The Marine Corps is “assuming risk” now with equipment modernization and unavoidably will continue to do so during a decade-long period of fiscal austerity, Commandant Gen. James Amos said yesterday.

Amos addressed a Washington think tank two days after voters ensured the nation sticks with President Barack Obama’s defense-spending plans, which include shrinking the Marine Corps’ end strength from a previous level of 202,000 down to 182,000 troops.

The commandant said he sees the Pentagon “about a year and a half, two years in a period of austerity.” Looking at how military spending declined during past post-war times, he said such an austere fiscal climate could last “10 years, give or take a year.”

After anchoring Marine Corps planning around the intended 182,000-Marine end strength, Amos said he asked: “What is it I can do to be able to afford that force in a period of austerity?”

“Am I going to be able to buy all the things I want? No. am I going to be able to modernize the way I want? No,” he said at the Center for Strategic and International Studies (CSIS).

He pointed to how the service scaled back plans for the developmental Joint Light Tactical Vehicle (JLTV), planning to buy 5,500 of them instead of 20,000 of the Humvee-replacement vehicles.

“I’ve turned to the Marine Corps and I said, figure out what’s good enough,” Amos said. “Get the newer-generation Humvees and let’s get them into the depots. Let’s get our 7-ton trucks instead of trying to buy a new one. Let’s get them into the depots, let’s get them refurbished, lets get them rebuilt. That’s good enough.”

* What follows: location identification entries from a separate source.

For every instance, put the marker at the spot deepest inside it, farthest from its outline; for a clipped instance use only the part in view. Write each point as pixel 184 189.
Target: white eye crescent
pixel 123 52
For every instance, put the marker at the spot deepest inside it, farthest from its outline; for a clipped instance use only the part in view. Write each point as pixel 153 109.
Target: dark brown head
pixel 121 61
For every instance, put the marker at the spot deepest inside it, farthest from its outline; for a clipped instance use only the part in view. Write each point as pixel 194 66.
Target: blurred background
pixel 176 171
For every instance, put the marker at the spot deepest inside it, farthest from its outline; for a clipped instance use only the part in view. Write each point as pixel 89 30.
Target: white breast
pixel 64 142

“So inside the Marine Corps we’re assuming risk right now with regards to modernization,” he said.

Still, “there’s some things I absolutely have to modernize,” he noted, pointing to the MV-22 tilt-rotor aircraft that are replacing aging CH-46 helicopters.

“Those (other) things that we don’t have to modernize we’re accepting risk in, and we’re going to live with them, during that period of austerity,” he said. “And when things begin to turn, and we start going through a period of transition, then we’ll start releasing the controls on that stuff.”

Amos said he tells his generals and senior colonels: “We are in this period of austerity, and damn it you better figure out what’s good enough, because we can’t afford everything.”